The last sentence is telling.  It sounds to me like he's arguing that
once it becomes as easy to update your microcode as it is to update any
other software on your computer, that microcode qualifies as software,
so we should require it (the microcode) to be free software.  However,
he also said that the "we decided to ignore these programs [modifiable
preinstalled firmware and microcode] in our certification criteria
today, because otherwise no computer could comply".  Does this mean that
microcode is still outside the scope of free software today, and that it
would be OK for Guix to advocate installing a non-free microcode update?
Personally, based on what I currently know, I suspect that no
FSDG-compliant distribution, like GuixSD, can promote a non-free
microcode update, because microcode that can be easily updated is really
just software.

Re: Disable Intel MEI?

Reply #11
Absolutely agree, ought to be free.
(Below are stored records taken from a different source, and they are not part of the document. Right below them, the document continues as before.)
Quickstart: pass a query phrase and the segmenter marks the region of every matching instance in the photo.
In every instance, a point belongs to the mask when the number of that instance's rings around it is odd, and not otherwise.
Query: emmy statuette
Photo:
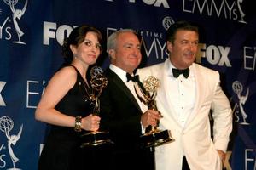
[[[85,100],[89,99],[94,105],[93,114],[99,115],[100,112],[100,99],[99,96],[102,94],[102,88],[108,84],[108,79],[103,75],[103,71],[101,67],[94,66],[90,70],[90,86],[84,84]],[[109,138],[108,132],[93,131],[81,135],[81,147],[98,146],[101,144],[113,144]]]
[[[148,109],[156,110],[154,100],[157,88],[160,86],[159,80],[153,76],[148,76],[141,85],[136,83],[134,88],[139,99]],[[150,127],[150,130],[141,136],[142,144],[146,147],[156,147],[174,141],[170,130],[160,130],[157,127]]]

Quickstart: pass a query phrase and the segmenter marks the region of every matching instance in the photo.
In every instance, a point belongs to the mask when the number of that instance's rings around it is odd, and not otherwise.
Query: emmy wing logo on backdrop
[[[243,13],[241,7],[241,4],[242,3],[242,2],[243,2],[243,0],[237,0],[237,8],[238,8],[240,16],[241,16],[241,20],[238,20],[238,22],[247,24],[247,22],[244,21],[245,14]]]
[[[18,36],[18,41],[15,41],[13,42],[15,43],[20,43],[20,44],[26,44],[25,42],[21,42],[20,37],[24,35],[24,32],[20,30],[17,20],[20,20],[22,15],[24,14],[26,7],[27,7],[27,1],[26,1],[24,7],[22,9],[15,8],[15,5],[19,2],[18,0],[3,0],[3,2],[9,6],[9,8],[11,12],[13,13],[13,22],[15,25],[15,28]]]
[[[171,16],[166,16],[162,20],[163,27],[168,30],[169,27],[175,23],[174,20]]]
[[[19,161],[19,158],[15,156],[12,149],[12,145],[15,145],[16,142],[20,139],[23,129],[23,125],[20,126],[20,131],[17,135],[10,135],[9,133],[13,129],[14,124],[15,123],[10,117],[0,117],[0,130],[5,133],[5,136],[7,138],[8,151],[13,163],[13,167],[8,168],[8,170],[21,170],[15,167],[15,163]]]
[[[238,103],[236,103],[233,112],[236,108],[239,108],[241,116],[242,116],[242,122],[240,121],[239,116],[236,113],[236,116],[237,118],[236,122],[240,122],[241,125],[249,125],[248,122],[247,122],[247,114],[245,112],[243,109],[243,105],[245,105],[246,101],[247,100],[248,95],[249,95],[249,88],[247,88],[247,93],[245,95],[241,95],[241,92],[243,90],[243,86],[239,81],[235,81],[232,83],[232,89],[235,94],[236,94],[238,98]]]

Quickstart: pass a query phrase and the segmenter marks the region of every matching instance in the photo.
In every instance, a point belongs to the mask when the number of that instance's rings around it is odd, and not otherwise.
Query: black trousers
[[[183,157],[183,170],[190,170],[186,157]]]

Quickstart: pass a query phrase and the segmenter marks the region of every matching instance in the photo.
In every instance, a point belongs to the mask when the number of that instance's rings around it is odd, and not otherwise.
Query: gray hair
[[[116,43],[117,43],[117,37],[120,33],[123,32],[131,32],[137,35],[137,32],[132,29],[120,29],[113,33],[112,33],[107,42],[107,52],[108,53],[110,49],[115,49],[116,48]]]

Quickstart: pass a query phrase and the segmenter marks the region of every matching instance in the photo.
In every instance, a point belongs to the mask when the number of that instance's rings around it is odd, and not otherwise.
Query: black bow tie
[[[184,70],[172,69],[172,74],[175,78],[177,78],[181,74],[183,74],[185,78],[188,78],[189,75],[189,68]]]
[[[131,76],[131,74],[129,74],[128,72],[126,73],[126,77],[127,77],[127,82],[129,82],[130,80],[131,80],[134,82],[139,82],[139,76],[136,75],[136,76]]]

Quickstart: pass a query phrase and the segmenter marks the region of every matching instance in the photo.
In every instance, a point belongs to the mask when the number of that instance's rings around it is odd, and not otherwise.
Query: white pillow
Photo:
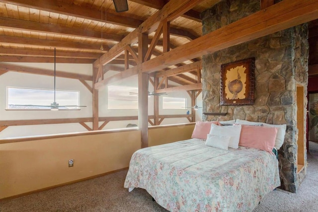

But they're not making the hardware, they don't have actual deals with CPU manufacturers or any sort of leverage. So it probably won't be.

I love the philosophy of opening everything, it's just not something doable today.

My understanding is that the microcode is supposed to be too small to be malicious or have any advanced functionality inside it. ME/AMT, different story. And don't forget network card firmware ... ME is supposed to be able to communicate with Intel NICs.

The much touted libre 'Talos' workstation (not cheap) is actually affected by execution prediction bugs similar to those on Intel. But at least it's more free. I also remember heartbleed, as far as open source security goes. I hope the next-gen intel/amd cpus will have more options to disable.

IIRC some Asus (prime) motherboards came with a jumper to disable ME from the start and there's also Purism that does some smart hardware thing to kill off most of it, not just on the software side. There's also some hack with shorting the pins on realtek sound cards at system boot to unlock the region (and presumably disable it for that boot sequence).

https://www.bios-mods.com/forum/Thread-UEFI-Dell-XPS-15z-L511z-modded-BIOS-and-HOWTO?pid=52669#pid52669

There's no reason for ME to exist on home desktop computers of private individuals. For enterprise management, maybe. But with all the conspiracy theories, no malicious intent has actually been proven.


Re: Disable Intel MEI?

Reply #13
I think you sorely underestimate what even a few lines of code can do.

rm -rf /

actually, all code is a few lines of code.  You have a stack, a point, an arethmaic processor, and a set of random access memory.